I just can't help but feel this should be everyone's dealbreaker. If you can't agree on whether you want kids, then don't get married! Move on and find someone who feels the same way you do about kids!
Patrick at October 15, 2020 3:36 PM
I’m with Patrick on this. The problem isn’t the friend, the problem is that she’s changed her mind and her friend is a symbol of what she has agreed to give up. For anyone else reading, this is why doctors don’t sterilize women before a certain age. They have vast experience dealing with women and know, that a woman in her 20’s who says she never wants kids, will most likely be the 40 year old sobbing in his office when he tells her it’s too late to try. This girl needs to decide if children are a priority for her pronto. If they are, she needs a new husband. Let the current one go and be smarter about making compromises in the future. I wish her well.
Sheep Mom at October 16, 2020 12:27 PM
I second Patrick and Sheep Mom.
David H Doo at October 16, 2020 12:35 PM
I was the husband in this scenario, many years ago. I never wanted kids, and I made that clear when I first got married. My bride, then 22, went along with me. Seven years later, baby rabies kicked in. If we'd divorced then, she'd have had time to find someone else. But she spent six years trying to change my mind before we finally split. By the time she remarried she was over 40. Never had kids.
Rex Little at October 18, 2020 9:03 PM
I don’t know if this is helpful, but I was the letter writer in this scenario. The last guy I was with really didn’t want kids. I told him I wanted one, but we stayed together anyway. I eventually got around to the conclusion we should part, and left him. After a solid week of denial and telling me he was considering dumping me first, he told me he’d love to have a kid with me, and we didn’t have to limit it to one. Months later, he stands by that. He’ll randomly text to tell me he made a mistake assuming he didn’t want a family with me. I am 100% sure he wouldn’t have done the deep thinking on that if I didn’t leave him. Of course, idk if that’s helpful, because leaving is hard, and when I do it it’s because I’m truly done.
Anon at October 19, 2020 12:35 PM
Rex,
That appears messed up on her part.
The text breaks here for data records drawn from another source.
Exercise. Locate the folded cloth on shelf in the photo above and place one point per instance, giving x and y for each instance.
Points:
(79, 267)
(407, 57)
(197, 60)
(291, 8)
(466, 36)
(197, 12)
What's really crazy is that after you two were divorced, it seems like she used her remaining time to search for someone willing to have kids, go through an entire engagement and wedding before she could even think about getting pregnant.
Anon,
You didn't confirm this, but it sounds like you never went back to that guy. Good.
Fayd at October 19, 2020 1:04 PM
I don’t know if this is helpful, but I was the letter writer in this scenario. The last guy I was with really didn’t want kids. I told him I wanted one, but we stayed together anyway. I eventually got around to the conclusion we should part, and left him. After a solid week of denial and telling me he was considering dumping me first, he told me he’d love to have a kid with me, and we didn’t have to limit it to one. Months later, he stands by that. He’ll randomly text to tell me he made a mistake assuming he didn’t want a family with me. I am 100% sure he wouldn’t have done the deep thinking on that if I didn’t leave him. Of course, idk if that’s helpful, because leaving is hard, and when I do it it’s because I’m truly done.
Anon at October 19, 2020 1:10 PM
Fayd, no I didn’t. It was hard, but I’m confident about it now.
My comment posted twice because I was in a restaurant with no reception, oops
Anon at October 19, 2020 1:15 PM
Fayd,
I don't know if she was still looking to have kids after we divorced. She was 35 then, and may have decided it was already too late. She did eventually remarry, and they're still together after more than 25 years.